Most importantly, I think every component should by itself know how to convert itself to a scikit-learn object instead of having all this information in a central function as shown here.

mfeurer

Hey @GeorgePearse did you already get started? If not, I could have a look on Wednesday morning.

mfeurer

Hi @mfeurer sorry for the radio silence. You go for it, didn't really get anywhere. Looking forward to seeing the implementation though.

GeorgePearse

No worries, there's now a draft in #1375.

mfeurer

Hi @mfeurer, this feature is quite useful for us as we'd like to ultimately use kserve to serve the autosklearn models. I took a look at the draft, will only the best model be considered? Or will there be a way to export the other models found during the trial?

mereldawu

Yes and no. This will add a functionality to the class AutoSklearnClassifier that will only export the models that are part of the ensemble. But also, this will add an export function to each individual model. As @eddiebergman pointed out in #1376 he is working on a function to easily access all models stored on disk, so it will be possible.

mfeurer

Hi @mfeurer, thank you for working on this issue!

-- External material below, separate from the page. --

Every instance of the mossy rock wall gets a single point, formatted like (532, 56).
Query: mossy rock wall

This will allow to leverage the power of autosklearn in production pipelines that are implemented for sklearn-pipelines. Looking forward to using this feature.

roch-gla

Hi, @mfeurer , how can we use the function to_sklearn() in the latest version? I can't find this function inside AutoSklearnClassifier now.

xieleo5

Hey, I would like to contribute to this issue. Please assign this to me.

kunjshukla